Streaming

Both APIs support real-time streaming of generated tokens, so you can display partial results as they arrive.

Chat Completions Streaming

Set stream=true and provide a callback:

chat = Chat(model="gpt-4o-mini", stream=true)
push!(chat, Message(Val(:system), "You are a poet."))
push!(chat, Message(Val(:user), "Write a very short 2-line poem about coding."))
task = chatrequest!(chat, callback=function(chunk, close)
    if chunk isa String
        print(chunk)
    elseif chunk isa Message
        println("\n--- done ---")
    end
end)
result = fetch(task)
if result isa LLMSuccess
    println(result.message.content)
else
    println("Request failed — see result for details")
end
In lines of code, a world takes flight,
Logic weaves dreams in the soft glow of night.
--- done ---
In lines of code, a world takes flight,
Logic weaves dreams in the soft glow of night.

Stopping a Stream Early

The callback receives a Ref{Bool} that you can set to true to stop streaming:

task = chatrequest!(chat, callback=function(chunk, close)
    if chunk isa String
        print(chunk)
        if contains(chunk, "bad word")
            close[] = true  # stop the stream
        end
    end
end)

Responses API Streaming

The Responses API provides an even cleaner streaming interface using Julia's do-block syntax:

task = respond("Write a haiku about Julia programming.") do chunk, close
    if chunk isa String
        print(chunk)
    elseif chunk isa UniLM.ResponseObject
        println("\nDone! Status: ", chunk.status)
    end
end
result = fetch(task)
if result isa ResponseSuccess
    println(output_text(result))
else
    println("Request failed — ", output_text(result))
end
Multiple dispatch sings,
types dance in compiled sunlight—
fast loops, gentle code.
Done! Status: completed
Multiple dispatch sings,
types dance in compiled sunlight—
fast loops, gentle code.

The do-block form automatically sets stream=true.

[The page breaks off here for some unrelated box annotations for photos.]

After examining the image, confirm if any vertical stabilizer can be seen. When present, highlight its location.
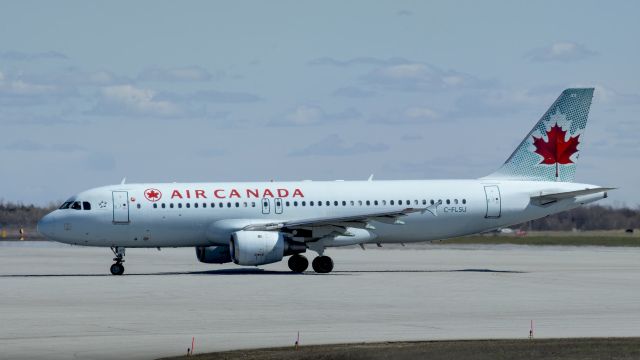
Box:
[483,88,593,182]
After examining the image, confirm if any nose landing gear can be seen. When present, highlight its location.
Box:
[111,246,125,275]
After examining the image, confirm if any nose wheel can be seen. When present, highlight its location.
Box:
[111,246,125,275]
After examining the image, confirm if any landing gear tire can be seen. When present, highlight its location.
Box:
[289,254,315,273]
[311,256,333,274]
[111,263,124,275]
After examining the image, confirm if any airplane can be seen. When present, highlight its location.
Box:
[38,88,615,275]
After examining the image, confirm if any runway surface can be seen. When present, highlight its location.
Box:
[0,242,640,359]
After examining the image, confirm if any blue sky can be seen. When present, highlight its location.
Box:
[0,1,640,207]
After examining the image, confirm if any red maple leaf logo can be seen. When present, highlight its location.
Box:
[533,122,580,177]
[144,189,162,202]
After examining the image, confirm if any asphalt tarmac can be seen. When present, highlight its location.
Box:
[0,242,640,359]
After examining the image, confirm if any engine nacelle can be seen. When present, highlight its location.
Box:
[196,246,231,264]
[229,230,307,265]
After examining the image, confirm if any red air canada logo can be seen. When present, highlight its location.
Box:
[533,123,580,177]
[144,189,162,202]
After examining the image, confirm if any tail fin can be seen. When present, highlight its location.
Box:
[482,88,593,182]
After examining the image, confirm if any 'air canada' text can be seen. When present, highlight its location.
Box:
[171,189,304,199]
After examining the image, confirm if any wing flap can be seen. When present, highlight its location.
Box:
[531,187,617,201]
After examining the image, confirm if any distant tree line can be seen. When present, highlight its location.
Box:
[0,198,60,228]
[0,199,640,231]
[513,205,640,231]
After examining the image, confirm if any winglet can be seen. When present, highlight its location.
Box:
[422,200,442,216]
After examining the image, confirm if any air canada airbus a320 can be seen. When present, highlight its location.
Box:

With Explicit Configuration

r = Respond(
    input="Explain quantum computing step by step",
    model="gpt-5.2",
    stream=true,
    max_output_tokens=2000,
)
println("Stream enabled: ", r.stream)
println("Request preview:")
println(JSON.json(r))
Stream enabled: true
Request preview:
{"max_output_tokens":2000,"stream":true,"model":"gpt-5.2","input":"Explain quantum computing step by step"}

Notes

  • Streaming runs on a separate Julia thread via Threads.@spawn. Make sure Julia is started with multiple threads (julia -t auto).
  • The returned Task can be fetched to get the final result.
  • The close Ref{Bool} can be set to true from the callback to terminate the stream early.
  • On completion, the Chat Completions callback receives a Message; the Responses API callback receives a ResponseObject.